Mushroom and Jalapeño Salsa Soft Shell Tacos

Serves: 2 | Prep: 10 minutes | Cooking: 15-20 minutes | Vegetarian

TACO INGREDIENTS

2 corn soft tacos, tortillas

500g mushrooms, sliced finely

1 garlic clove, crushed

1 green capsicum, finely sliced

1 teaspoon smoked paprika

1 teaspoon cumin, ground

1-2 tablespoons extra virgin olive oil

1 red fresh chilli, sliced finely

1 cup rocket leaves

½ cup crumbled feta cheese

SALSA INGREDIENTS

1 large ripe avocado, diced

1 tablespoon Jalapeños, chopped (jarred)

A squeeze of lime

1 tablespoon coriander, chopped

1 tablespoon olive oil

Salt and pepper

SHOPPING LIST

2 corn soft tacos

500g mushrooms

1 garlic clove

1 green capsicum

Smoked paprika

Ground cumin

Extra virgin olive oil

1 red fresh chilli

100g rocket leaves

100g feta cheese

1 large ripe avocado

1 jar Jalapeños

1 lime

1 bunch coriander

UTENSILS LIST

Sharp knives

Frying pan

Small bowl

Measuring cups/spoons

METHOD

  1. Pre-heat oven to 180°C.
  2. Place the tortillas wrapped in foil in the oven for 5 minutes.
  3. Heat oil in a pan, add garlic and cook for 1-2 minutes. Stir in onion, mushrooms, green capsicum and chilli, cook until softened. Stir in smoked paprika and cumin, warm mixture through.

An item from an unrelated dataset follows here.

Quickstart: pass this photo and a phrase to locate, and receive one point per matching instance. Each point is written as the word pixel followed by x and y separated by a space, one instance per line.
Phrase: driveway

Take mushroom mixture off the heat.
  4. For the Jalapeño salsa, mix all ingredients into a bowl, set aside.
  5. Assemble the tacos by filling a tortilla with mushroom mix, spoonful of salsa, handful of rocket leaves and sprinkle of cheese.

Tip: Pepita seeds make a nice crunchy addition, simply sprinkle on top!